What is the difference between --scope local, project, and user?

local (default) stores the server in ~/.claude.json for the current project only, private to you. project writes to .mcp.json in the project root and is checked into version control, shared with the whole team. user stores in ~/.claude.json across all your projects. Older versions of Claude Code used project for what is now local, and global for what is now user — if you see either of those terms, check which version you are running.

Can I add multiple environment variables to a stdio server?

Yes, repeat --env for each variable: claude mcp add --env KEY1=val1 --env KEY2=val2 my-server -- npx server. The env vars are stored in your scope's config file (~/.claude.json or .mcp.json) and injected into the server process at startup.

How do I remove an MCP server I added incorrectly?

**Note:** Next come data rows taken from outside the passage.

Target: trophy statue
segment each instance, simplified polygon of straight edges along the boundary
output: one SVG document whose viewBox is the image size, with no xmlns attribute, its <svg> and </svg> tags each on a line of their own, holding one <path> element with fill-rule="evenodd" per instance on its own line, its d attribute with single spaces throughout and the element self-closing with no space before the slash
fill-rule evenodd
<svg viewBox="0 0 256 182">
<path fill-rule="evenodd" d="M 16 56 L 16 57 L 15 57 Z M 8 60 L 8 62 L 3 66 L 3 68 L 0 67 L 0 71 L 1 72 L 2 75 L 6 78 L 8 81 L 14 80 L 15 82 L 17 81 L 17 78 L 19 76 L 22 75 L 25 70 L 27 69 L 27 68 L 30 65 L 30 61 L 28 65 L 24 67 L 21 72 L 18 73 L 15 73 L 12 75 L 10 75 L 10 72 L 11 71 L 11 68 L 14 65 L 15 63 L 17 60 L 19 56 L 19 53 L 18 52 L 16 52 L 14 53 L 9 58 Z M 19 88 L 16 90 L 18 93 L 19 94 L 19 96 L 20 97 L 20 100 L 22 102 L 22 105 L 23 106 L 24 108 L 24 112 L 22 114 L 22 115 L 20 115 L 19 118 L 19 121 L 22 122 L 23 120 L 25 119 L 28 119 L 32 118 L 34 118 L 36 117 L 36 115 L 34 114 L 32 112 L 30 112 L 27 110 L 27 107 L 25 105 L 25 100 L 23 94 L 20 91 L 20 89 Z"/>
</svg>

Run claude mcp remove <server-name>. If you added it with --scope user or --scope project, you need to be in the same project directory when removing it, or specify the scope explicitly. Check claude mcp list first to confirm the server name and scope.

Why does claude mcp add succeed but /mcp show the server as failed?

claude mcp add only writes the configuration — it does not run the server. The server starts when Claude Code launches. Common reasons for a "failed" status: the command path is wrong, a required environment variable is missing, or the server process crashed on startup. Run claude mcp get <name> to see the stored command and check it directly in your terminal. If the server connects but tool calls fail with authentication errors, see the MCP token expired fix.